A Clean Energy Law Is Under Threat. So, What is PURPA, and Why Should You Care? (From InsideClimate News)
In this era of the intentional disregard of various laws by republicans, we shouldn’t be surprised that the Federal Energy Regulatory Commission (FERC) is determined to ignore another federal law for the benefit of major utilities, most likely those which continue and intend to continue using fossil fuels to generate electricity. Here’s the story from InsideClimate News:
Federal regulators have taken a big step toward dismantling a law that has been a big part of accelerating the growth of renewable energy. But the law—the Public Utility Regulatory Policies Act, or PURPA—is obscure enough that the process has gotten little attention outside of industry and advocate circles. PURPA, passed in 1978, was created to allow alternative energy sources access to the grid. It has been essential for renewable energy development in states such as North Carolina, where utilities can shut out competing electricity producers. Under PURPA, utilities have to contract with renewable power projects—if those projects can produce electricity for less than the cost of utilities producing it themselves. To qualify, a project needs to be 80 megawatts or less, and it needs to be located in a state with no access to a wholesale market for selling power, with some exceptions. Projects built using the law made up 14 percent of the 103 gigawatts of renewable electricity capacity built between 2008 and 2017, according to the Energy Information Administration. This includes most of the solar power in North Carolina and most of the wind power in Idaho. Here’s why that could change: Last week, the Federal Energy Regulatory Commission (FERC) gave notice of a proposed rule that would create new barriers for energy companies that want to develop renewable energy projects under the law.

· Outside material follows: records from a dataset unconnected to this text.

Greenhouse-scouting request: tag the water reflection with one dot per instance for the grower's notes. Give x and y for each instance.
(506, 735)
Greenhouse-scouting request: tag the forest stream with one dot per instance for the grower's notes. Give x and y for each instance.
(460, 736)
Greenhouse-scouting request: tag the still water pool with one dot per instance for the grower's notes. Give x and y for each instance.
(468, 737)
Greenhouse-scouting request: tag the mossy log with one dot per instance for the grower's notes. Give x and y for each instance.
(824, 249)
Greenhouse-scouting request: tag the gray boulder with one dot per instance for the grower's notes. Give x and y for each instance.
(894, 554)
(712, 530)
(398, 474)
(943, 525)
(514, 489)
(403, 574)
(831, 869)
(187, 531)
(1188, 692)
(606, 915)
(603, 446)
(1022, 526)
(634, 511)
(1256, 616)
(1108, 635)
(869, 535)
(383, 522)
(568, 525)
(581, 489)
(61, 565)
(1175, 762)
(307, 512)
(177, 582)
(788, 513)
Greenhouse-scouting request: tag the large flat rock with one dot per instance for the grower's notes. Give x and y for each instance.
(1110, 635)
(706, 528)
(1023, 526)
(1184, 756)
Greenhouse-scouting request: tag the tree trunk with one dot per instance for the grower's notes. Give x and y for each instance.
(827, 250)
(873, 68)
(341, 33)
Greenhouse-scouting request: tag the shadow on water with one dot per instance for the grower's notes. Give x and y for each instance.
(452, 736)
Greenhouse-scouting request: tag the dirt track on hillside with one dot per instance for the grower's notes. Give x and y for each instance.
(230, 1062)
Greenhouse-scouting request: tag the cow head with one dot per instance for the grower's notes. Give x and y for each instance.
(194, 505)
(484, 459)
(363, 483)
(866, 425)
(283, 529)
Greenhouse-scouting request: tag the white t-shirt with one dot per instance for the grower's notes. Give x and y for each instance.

The changes would give states greater leeway to alter the way that owners of projects would be paid, among other provisions. The likely result would be that owners would be paid less, or have less certainty in the payment terms, which would make projects less likely to happen. The Edison Electric Institute, a trade group for utilities, has long called for these types of changes, and the group’s president applauded the proposed rule, saying it would “better protect electricity customers from unnecessary energy costs.” Richard Glick, the sole Democrat on the commission, which now has only three members, dissented from the majority vote on the rule, saying that the proposal “would effectively gut the Public Utility Regulatory Policies Act.” “It appears that the commission no longer believes that PURPA is necessary. I disagree,” he said. “I believe that the goals of PURPA—including the need to expand competition and reduce our reliance on fossil fuels—remain as relevant now as ever.” One of the main points of his dissent is that a change of this magnitude needs to come from Congress, and that FERC was overstepping its authority to do this on its own.